I want to be able to trace transactions without using Visual Code.
Is it possible to get the same trace of transactions and tables with only the command line tools?
daml test
shows you some information when the test fails but outside of that, you are limited to Visual Studio Code at the moment.
how does Visual Studio does it at the moment? Anyway of someone developing a application that does that?
The LSP server provides a bunch of custom methods for that. You could in theory try to copy what it does but it’s a bunch of undocumented APIs with no stability guarantees so I don’t recommend it. If you want to give it a shot anyway, maybe take a look at the vscode extension.
It’s probably worth mentioning that the extension runs against a special ledger that allows it to see everything. If you were to try and develop a similar visualization tool that targets real ledgers, you’ll be limited to whatever your token can see.
That makes sense.
Still haven’t found time to dive into it, but it seems like an interesting topic to learn about.
Does “special ledger” mean not the sandbox? Some daml ledger that propertary?
It’s all part of the open-source SDK, so I’m not sure “proprietary” is the best word here (though DA does retain copyright), but it is indeed not Sandbox. In order to be able to display the level of feedback we want to have in the IDE, the IDE is running against a “more instrumented” ledger than Sandbox, running in the same process as its instrumentation.

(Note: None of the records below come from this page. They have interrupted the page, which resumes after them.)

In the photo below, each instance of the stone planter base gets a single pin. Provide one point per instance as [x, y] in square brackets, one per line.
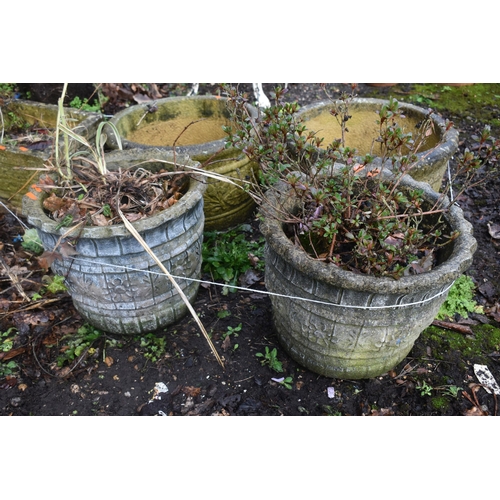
[115, 285]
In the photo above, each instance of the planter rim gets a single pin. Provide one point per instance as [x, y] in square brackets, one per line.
[191, 149]
[32, 208]
[445, 273]
[449, 138]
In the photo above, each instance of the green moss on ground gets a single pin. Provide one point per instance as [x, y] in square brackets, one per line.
[485, 339]
[480, 100]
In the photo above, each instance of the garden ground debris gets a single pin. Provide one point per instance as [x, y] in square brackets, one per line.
[54, 364]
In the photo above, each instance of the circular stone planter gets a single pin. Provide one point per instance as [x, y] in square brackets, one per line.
[203, 141]
[433, 157]
[368, 325]
[110, 279]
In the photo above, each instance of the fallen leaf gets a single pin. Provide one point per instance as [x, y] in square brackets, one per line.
[67, 250]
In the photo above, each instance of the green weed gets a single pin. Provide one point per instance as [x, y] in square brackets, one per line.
[54, 284]
[228, 255]
[285, 382]
[460, 300]
[7, 368]
[232, 331]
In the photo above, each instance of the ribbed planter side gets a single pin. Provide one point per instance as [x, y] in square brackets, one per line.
[225, 205]
[111, 280]
[433, 158]
[371, 325]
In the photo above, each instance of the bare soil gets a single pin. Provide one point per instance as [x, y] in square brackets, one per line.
[121, 376]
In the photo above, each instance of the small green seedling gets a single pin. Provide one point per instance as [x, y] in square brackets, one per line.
[232, 331]
[460, 300]
[270, 358]
[78, 344]
[452, 391]
[154, 347]
[32, 242]
[227, 255]
[7, 368]
[54, 285]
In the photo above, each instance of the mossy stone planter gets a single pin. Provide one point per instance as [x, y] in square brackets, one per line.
[111, 279]
[433, 157]
[372, 323]
[225, 205]
[21, 167]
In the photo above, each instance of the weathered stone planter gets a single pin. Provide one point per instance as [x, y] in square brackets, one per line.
[372, 323]
[109, 279]
[363, 129]
[18, 167]
[225, 205]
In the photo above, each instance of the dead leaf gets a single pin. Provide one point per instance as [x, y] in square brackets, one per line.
[456, 327]
[494, 230]
[100, 220]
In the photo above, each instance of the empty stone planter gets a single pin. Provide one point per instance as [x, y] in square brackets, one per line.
[356, 326]
[109, 279]
[363, 129]
[21, 166]
[164, 121]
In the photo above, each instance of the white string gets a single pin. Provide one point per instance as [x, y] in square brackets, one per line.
[265, 292]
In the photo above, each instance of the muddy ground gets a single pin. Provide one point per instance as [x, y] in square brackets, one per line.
[126, 376]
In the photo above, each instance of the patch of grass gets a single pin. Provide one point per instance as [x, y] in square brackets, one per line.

is this more instrumented ledger available for download to run as a standalone cli? or any open source details about it?
There is a scenario-service.jar
in the SDK in ~/daml/sdk/$sdkversion/damlc/resources/scenario-service.jar
. You are on your own wrt to how to use it though, it’s not intended as a public API.
It is controlled via a protobuf API. The haskell code that talks to it is in daml/LowLevel.hs at 6caedfb0ca632775e856aa3767967c7cb962a714 · digital-asset/daml · GitHub.